Archive for July, 2008

Never before have the words of the Black Speech been uttered here

Thursday, July 31st, 2008

It is astonishing. Sometimes the blackness just comes back and bites you on the bum. The most exquisitely fascinating thing about depression is how it removes almost all feeling. One isn’t sad, one just… continues.

I’m becoming amazed at my ability to not care about people, places or things at the moment. It is strangely liberating.

Dark have been my dreams of late

Friday, July 25th, 2008

I’m in an incredibly bad mood today. I’m snappy, bullish and obstructive. I think it is due to the office being too hot.

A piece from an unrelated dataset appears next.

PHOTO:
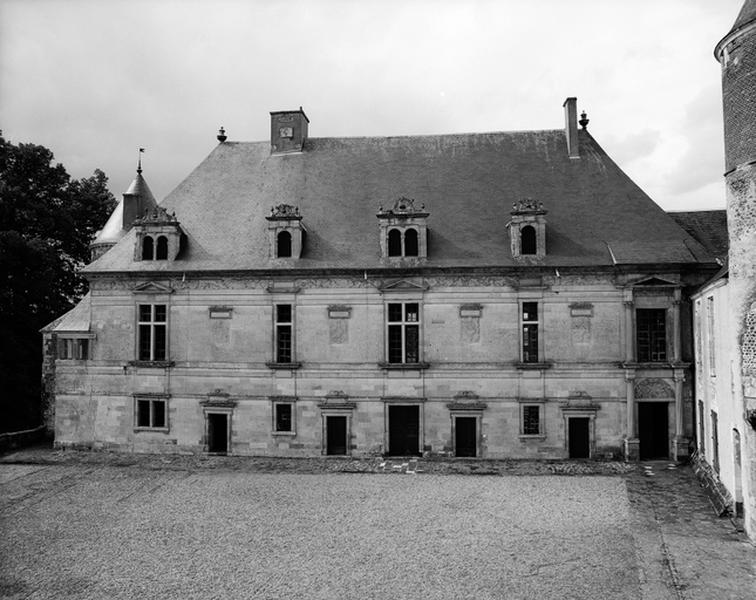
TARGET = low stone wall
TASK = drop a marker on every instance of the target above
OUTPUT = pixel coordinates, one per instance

Either that or I hate everyone.

GObject - Bringing OO Assembly into the 20th Century

Wednesday, July 23rd, 2008

Dear LazyWeb,

Does anyone know of a SWIG-a-like which can turn fairly vanilla C++ into GObject-ified C? If it can make IDL files suitable for Vala, all the better.

The hidden agenda behind my question is the way that all the ‘cool kids’ in the Desktop world seem to use GObject for some strange reason and I guess it would be nice if Firtree could as well.

On the Firtree front: One can now save images! Sort of… This moves Firtree almost to the level of functionality shown by Photoshop 0.01 :). Until I get the OpenGL redner-to-texture stuff abstracted away inside Firtree::Image however, it wont be able to save the results of accelerated GLSL processing. Being as this is the main feature of Firtree, the image saving feature is a bit pants at the moment :).

Fun, fun, fun in the sun, sun, sun

Wednesday, July 9th, 2008

Today is the first day of a conference I am attending here in sunny Mallorca. Muct to my surprise, the weather is actually quite pleasant and the room’s aircon is very good. There is something exquisitely debauched about sitting by a swimming pool writing a blog entry.

3G antics

Monday, July 7th, 2008

I’ve been experimenting with connecting my Linux box to t’Intertron via my mobile. It is surprisingly easy. Plug in the phone, add the following to /etc/wvdial.conf and type sudo wvdial. The important thing to note is the ‘deflate 9′ bit which enables compression on the network traffic and has single-handedly made the browsing experience bearable.

[Dialer Defaults]
Init1 = ATZ
Init2 = ATQ0 V1 E1 S0=0 &C1 &D2 +FCLASS=0
Modem Type = USB Modem
Baud = 460800
New PPPD = yes
Modem = /dev/ttyACM0
ISDN = 0
Phone = *99#
Password = three
Username = three
PPPD Options=defaultroute deflate 9

Bazaar attraction

Tuesday, July 1st, 2008

My life was saved yesterday.

Less dramatically, a piece of software made my life better whereas, without it, life would have been worse.

Let’s give a bit of context first though: I’ve a very basic form of regression testing for Firtree (reflecting its somewhat volatile nature) which consists of a number of ‘example’ python scripts which exercise Firtree’s features. Each script also prints out the allocated object count at program exit which, if non-zero, indicates something has fecked up in my reference counting, either inside Firtree itself or in the Python bindings.

Usually, being a good little software engineer, after writing a feature, but before committing, I run these scripts confirming they still look right and this reference count is zero. Yesterday I went a bit mad and added a ton of features and an associated ton of commits. As is virtually guaranteed when you behave so recklessly, when I did run the scripts everything looked screwed up and memory leaked like a sieve. This prompted one of the worst things you could hear when, for example, you are sitting in the passenger seat of a moving car: a single, sharp, under the breath uttering of the word ’sh*t’.

Fortunately I had used Firtree as a test-bed for developing with Bazaar, a decision I am now very glad of. Suddenly I had the coding equivalent of a TARDIS and an infinite number of universes to play with. I branched off from the last ‘good’ version of Firtree and gently rolled forward in time until the naughty patch was revealed. Then, in true time-traveller style, I made a change in the past but then let the future merge in. Painless in the extreme with bazaar. Finally we reached the ‘alternate 1985′ where, far from being the apocalyptic vision I had created, all was well and no memory leaked (that I could detect).

I am far from groking Bazaar in any meaningful way (as anyone who cares to notice the fsck-ups in the Firtree tree will attest) but already I have experienced a complex branch and step-by-step merge which would have been incredibly painful with other tools.

Oh, by the way, feel free to s/Bazaar/$MY_VCS/. This is more a post of how rocking modern VCSs are, not how Bazaar is necessarily the best.

Update: An example of the process is available on my website. I’m not recommending this as the ‘Right Way’ but it worked for me.